Wow, the last half of 2007 was quite a whirlwind for our internal datacenter activities. I have not had a chance to post a blog because of the volume of work that has been going on just in the last few months. I guess our message is viable and is being heard loud and clear. Sun's POD architecture not only simplifies the approach to datacenter design, it saves you money.
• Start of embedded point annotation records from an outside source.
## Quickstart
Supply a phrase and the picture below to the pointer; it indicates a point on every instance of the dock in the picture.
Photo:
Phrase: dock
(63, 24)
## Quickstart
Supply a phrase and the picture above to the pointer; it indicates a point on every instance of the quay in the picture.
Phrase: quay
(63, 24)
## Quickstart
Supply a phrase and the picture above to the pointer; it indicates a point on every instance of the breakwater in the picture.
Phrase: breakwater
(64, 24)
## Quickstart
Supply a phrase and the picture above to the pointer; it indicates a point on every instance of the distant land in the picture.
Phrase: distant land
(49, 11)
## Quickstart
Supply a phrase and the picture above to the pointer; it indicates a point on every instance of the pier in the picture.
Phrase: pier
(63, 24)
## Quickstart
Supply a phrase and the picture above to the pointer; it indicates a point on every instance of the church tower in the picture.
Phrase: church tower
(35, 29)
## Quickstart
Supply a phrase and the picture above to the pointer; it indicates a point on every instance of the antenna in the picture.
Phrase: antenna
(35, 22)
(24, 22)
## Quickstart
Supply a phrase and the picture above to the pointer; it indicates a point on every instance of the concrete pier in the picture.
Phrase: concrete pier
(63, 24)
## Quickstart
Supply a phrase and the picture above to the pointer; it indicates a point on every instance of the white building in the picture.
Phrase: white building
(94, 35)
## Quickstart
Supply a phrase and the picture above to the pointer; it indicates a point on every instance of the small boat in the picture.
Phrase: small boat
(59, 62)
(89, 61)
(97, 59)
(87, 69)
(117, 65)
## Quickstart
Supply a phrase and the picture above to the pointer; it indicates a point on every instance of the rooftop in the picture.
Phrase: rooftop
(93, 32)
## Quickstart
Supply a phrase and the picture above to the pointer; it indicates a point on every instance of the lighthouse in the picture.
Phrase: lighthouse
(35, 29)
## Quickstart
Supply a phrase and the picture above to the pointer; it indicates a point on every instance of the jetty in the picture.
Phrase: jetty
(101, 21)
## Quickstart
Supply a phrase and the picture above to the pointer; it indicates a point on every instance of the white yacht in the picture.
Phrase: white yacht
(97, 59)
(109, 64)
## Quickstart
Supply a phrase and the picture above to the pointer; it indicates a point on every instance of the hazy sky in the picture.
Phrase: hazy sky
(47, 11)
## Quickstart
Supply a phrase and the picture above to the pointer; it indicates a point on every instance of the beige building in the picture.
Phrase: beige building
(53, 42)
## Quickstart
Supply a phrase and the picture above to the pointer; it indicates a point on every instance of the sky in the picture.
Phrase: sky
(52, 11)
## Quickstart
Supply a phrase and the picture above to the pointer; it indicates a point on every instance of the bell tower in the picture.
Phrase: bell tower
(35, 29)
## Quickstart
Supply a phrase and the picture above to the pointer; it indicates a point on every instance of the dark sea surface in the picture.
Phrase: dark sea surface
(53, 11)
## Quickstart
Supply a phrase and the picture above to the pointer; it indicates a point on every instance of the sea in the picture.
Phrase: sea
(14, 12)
Check out these stats since 07/2007

  1. Over 1,000 people from over 200 companies have toured the Santa Clara and Bangalore datacenter in just two quarters.
  2. The Datacenter tour video has been watched over 4,000 times.
  3. Our highest density datacenter is in Santa Clara and operating at the highest efficiency in our global portfolio of 1.3M square feet.
  4. We spun up Sun's next generation hardware, ahead of schedule, with 4 times the load per footprint with no issues.
  5. From my calculations, there is over $4B in datacenter construction activity happening right now with just the top 25% of the customers who have walked through Santa Clara.

Alignment Is Critical

In almost every customer briefing that I have (over 70 in the last 4 months), I find one missing piece that can costs these companies 10's of millions of dollars every year. It's the alignment between Facilities and IT. My primary job at Sun is to bridge the gap between the Facilities organization, who manages the real estate portfolio and executes projects in the datacenters (compression, expansion, retrofit), and the IT & Engineering organizations that actual occupy and use the space. I've only found a few companies that actually have a team like mine (GDS). I don't think it is clear to most that not having that role, seriously limits the capabilities of both sides. Facilities is worried about cost to operate the business Real Estate portfolio. This is everything from the type and amount of toliet paper in the bathrooms to the utility bills for these high density cabinets in the datacenters. They are driven by cost reduction and usually don't have the luxury of innovating or driving next generation solutions. IT on the other hand has to constantly deliver performance in the datacenter.

Go Green

I'm the Director of Global Lab & Datacenter Design Servers (GDS), an internal group in Sun. We're responsible for standardizing the global technical infrastructure portfolio for Sun. That's currently 1.3 million square feet in 1588 rooms world-wide. It's quite a fun job.